I have been printing structural parts for commercial products for the past year that have continued to prove to me that hex style infill patterns can be much stronger in practice than equivalent density rectilinear or line patterns. I'm talking both intentional break testing and real-world customer feedback and support, cases where failure rate using rectilinear have a higher failure rate than hex in apples-apples comparison. (Same plastic, same printers etc.) Also, anybody who has ever tried hex for a support material pattern and compared to a line pattern should find it easy to confirm that there is a significant difference in strength between the two. It's very real. :)
Aesthetics can be important also, but I recognize it's a minority case since it usually only applies to transluscent plastics or artwork.
Please reconsider implementing some more pattern choices, at least something with a much higher percentage of contact between layers. Square, Triangular, Hex, or whatever, but something that forms solid vertical columns and doesn't just contact adjacent layers at straight line intersections. One of the main reasons I have used cura in the past is for some of the skeinforge features that have been missing from more recent slicer apps, I find it a shame to see features being removed and discouraging to see what I consider incorrect assertions that increasing the pattern contact between layers does not increase strength.

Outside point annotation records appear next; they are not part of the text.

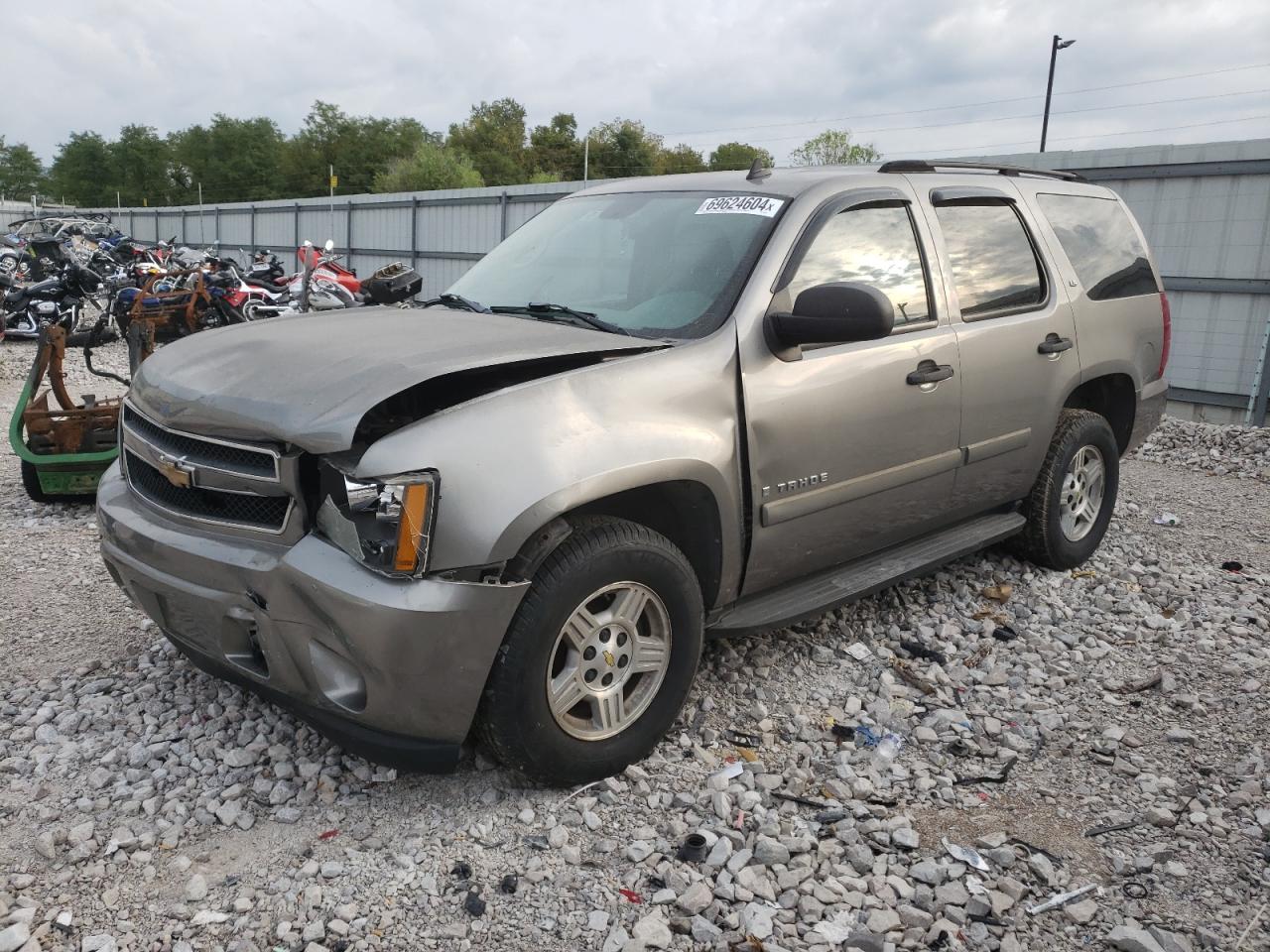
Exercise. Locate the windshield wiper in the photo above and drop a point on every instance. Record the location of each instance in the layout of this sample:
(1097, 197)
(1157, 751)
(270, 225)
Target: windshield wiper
(544, 311)
(458, 303)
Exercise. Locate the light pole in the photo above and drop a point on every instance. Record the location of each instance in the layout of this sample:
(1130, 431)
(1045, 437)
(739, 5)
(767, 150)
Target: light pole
(1058, 44)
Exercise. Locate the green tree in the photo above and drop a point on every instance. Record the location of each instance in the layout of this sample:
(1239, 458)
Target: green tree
(556, 150)
(236, 160)
(738, 155)
(493, 137)
(81, 171)
(22, 175)
(622, 148)
(141, 166)
(357, 146)
(833, 148)
(431, 167)
(679, 160)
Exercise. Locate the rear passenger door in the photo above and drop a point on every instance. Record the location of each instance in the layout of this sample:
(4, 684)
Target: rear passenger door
(1015, 333)
(848, 451)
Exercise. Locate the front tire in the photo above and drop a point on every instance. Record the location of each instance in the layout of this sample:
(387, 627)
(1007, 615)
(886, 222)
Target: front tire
(1071, 503)
(598, 658)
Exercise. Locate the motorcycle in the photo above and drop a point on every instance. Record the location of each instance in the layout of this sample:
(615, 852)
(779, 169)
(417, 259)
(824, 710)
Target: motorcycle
(325, 285)
(56, 299)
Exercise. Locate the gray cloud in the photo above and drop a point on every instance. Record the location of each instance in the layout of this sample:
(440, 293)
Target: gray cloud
(699, 72)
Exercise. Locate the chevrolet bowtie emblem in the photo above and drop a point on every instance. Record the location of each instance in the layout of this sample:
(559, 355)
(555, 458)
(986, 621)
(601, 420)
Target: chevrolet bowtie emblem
(178, 472)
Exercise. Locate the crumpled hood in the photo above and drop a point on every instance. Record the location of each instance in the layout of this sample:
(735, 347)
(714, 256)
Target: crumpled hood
(309, 379)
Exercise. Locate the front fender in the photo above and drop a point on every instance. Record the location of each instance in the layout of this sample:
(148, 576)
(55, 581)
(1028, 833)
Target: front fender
(512, 461)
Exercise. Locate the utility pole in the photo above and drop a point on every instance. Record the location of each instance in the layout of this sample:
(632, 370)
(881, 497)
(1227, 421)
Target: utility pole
(1058, 44)
(330, 181)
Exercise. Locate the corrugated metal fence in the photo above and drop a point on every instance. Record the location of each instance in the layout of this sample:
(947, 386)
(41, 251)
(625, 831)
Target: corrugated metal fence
(1206, 209)
(441, 232)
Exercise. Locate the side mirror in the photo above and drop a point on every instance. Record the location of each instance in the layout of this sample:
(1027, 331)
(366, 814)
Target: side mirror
(839, 312)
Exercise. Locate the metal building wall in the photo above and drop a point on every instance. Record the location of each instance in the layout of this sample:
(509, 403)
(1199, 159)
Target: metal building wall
(1205, 208)
(1206, 212)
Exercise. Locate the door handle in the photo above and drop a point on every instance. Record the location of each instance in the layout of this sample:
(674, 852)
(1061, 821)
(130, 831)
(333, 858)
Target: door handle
(929, 372)
(1053, 344)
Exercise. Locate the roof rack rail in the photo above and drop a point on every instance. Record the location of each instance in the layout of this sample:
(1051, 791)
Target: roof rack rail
(919, 166)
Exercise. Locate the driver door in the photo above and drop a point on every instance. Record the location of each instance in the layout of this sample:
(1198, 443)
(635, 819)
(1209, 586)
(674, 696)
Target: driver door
(848, 452)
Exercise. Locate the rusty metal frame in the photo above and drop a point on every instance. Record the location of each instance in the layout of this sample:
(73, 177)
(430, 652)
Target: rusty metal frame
(70, 426)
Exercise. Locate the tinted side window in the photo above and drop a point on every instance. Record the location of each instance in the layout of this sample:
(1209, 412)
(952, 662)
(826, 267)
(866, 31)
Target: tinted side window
(870, 245)
(1101, 244)
(993, 264)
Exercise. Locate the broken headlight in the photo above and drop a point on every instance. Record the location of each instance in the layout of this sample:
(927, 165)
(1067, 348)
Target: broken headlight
(385, 524)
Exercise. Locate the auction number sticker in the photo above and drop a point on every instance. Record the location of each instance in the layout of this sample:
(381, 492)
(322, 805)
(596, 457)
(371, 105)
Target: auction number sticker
(740, 204)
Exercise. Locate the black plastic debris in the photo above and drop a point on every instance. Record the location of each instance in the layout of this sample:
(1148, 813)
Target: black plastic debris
(916, 649)
(1003, 633)
(801, 801)
(989, 778)
(1111, 828)
(843, 731)
(694, 848)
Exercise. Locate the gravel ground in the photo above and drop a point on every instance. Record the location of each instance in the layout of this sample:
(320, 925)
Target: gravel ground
(148, 806)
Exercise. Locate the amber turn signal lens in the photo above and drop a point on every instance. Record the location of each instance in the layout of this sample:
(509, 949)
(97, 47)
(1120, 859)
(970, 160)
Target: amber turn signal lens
(414, 511)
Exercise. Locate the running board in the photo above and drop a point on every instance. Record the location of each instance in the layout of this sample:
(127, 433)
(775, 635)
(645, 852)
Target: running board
(846, 583)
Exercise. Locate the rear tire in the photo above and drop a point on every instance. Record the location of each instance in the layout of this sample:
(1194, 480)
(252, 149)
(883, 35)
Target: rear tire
(615, 611)
(1071, 503)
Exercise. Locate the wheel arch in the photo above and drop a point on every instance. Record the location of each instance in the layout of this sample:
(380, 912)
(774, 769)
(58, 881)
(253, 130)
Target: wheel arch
(1114, 398)
(684, 511)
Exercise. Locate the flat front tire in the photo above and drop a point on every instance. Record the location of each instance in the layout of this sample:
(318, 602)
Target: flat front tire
(1071, 503)
(599, 655)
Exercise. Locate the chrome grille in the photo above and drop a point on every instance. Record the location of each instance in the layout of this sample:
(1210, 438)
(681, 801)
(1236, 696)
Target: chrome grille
(217, 454)
(268, 513)
(206, 479)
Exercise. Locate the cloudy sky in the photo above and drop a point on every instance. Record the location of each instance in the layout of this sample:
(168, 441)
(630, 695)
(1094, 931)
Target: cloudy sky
(913, 77)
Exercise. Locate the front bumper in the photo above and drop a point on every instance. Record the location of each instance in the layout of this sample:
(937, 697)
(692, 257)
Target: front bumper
(391, 669)
(1147, 413)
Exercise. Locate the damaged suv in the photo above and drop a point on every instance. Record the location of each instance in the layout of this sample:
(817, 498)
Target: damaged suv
(662, 408)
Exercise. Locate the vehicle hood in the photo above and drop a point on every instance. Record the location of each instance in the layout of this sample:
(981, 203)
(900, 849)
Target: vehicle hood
(308, 380)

I use several different slicing apps since no single one is ideal for all objects. For me, using cura is an option for fewer objects now than it was before.
Cura switches between lines and grid depending on the infill percentage. (below 25% it does grid, else it does line) Which has to do with the fact that the grid over-extrudes a bit on the cross-sections, which isn't a problem on low densities, but a bigger problem on high density.
Note that the lines (high density Cura infill) is a bit the same as the rectilinear skeinforge infill. While the grid is done that at 45 and 135 degree angles every layer to solve the bonding problem.
As we explained, the feature didn't get scrapped, whole skeinforge got scrapped. For multiple reasons. And, there are no plans to bring this back (by me, contributors are free to do so)
@daid - That's good info on the 25% split. I've been getting poor quality on my top surface layers because the gaps in the grid were too wide. I bumped the infill up from the default 20% to 30% and top surfaces got much better. Now that I know about the 25% infill grid/line split, I can reduce the amount of infill and retain the better top surface quality! Thanks!
Has this feature been added back in. I couldn't find any settings other than infill overlap % which only partially helps me make stronger parts.
I really would like to be able to choose other types of lattice structure (infill) . I leave here something for all of you to read. http://www.srl.gatech.edu/publications/2006/LatticeAnl_DWR_RM2006.pdf http://erudiold.insa-lyon.fr/sites/default/files/rrinaldi/files/hammetter2013_j-app-mech_041015-1-11.pdf
Nice papers, thanks :)
Lattice infill structures will soon be possible, but you will need to design them yourself and include the internal structure as separate STL.
For Cura to generate them will probably not be on the TODO list for the coming year to say the least.
It seems that in Cura 13.xx the choice between different Infill Patterns has been deleted. Is this coming back in the near future??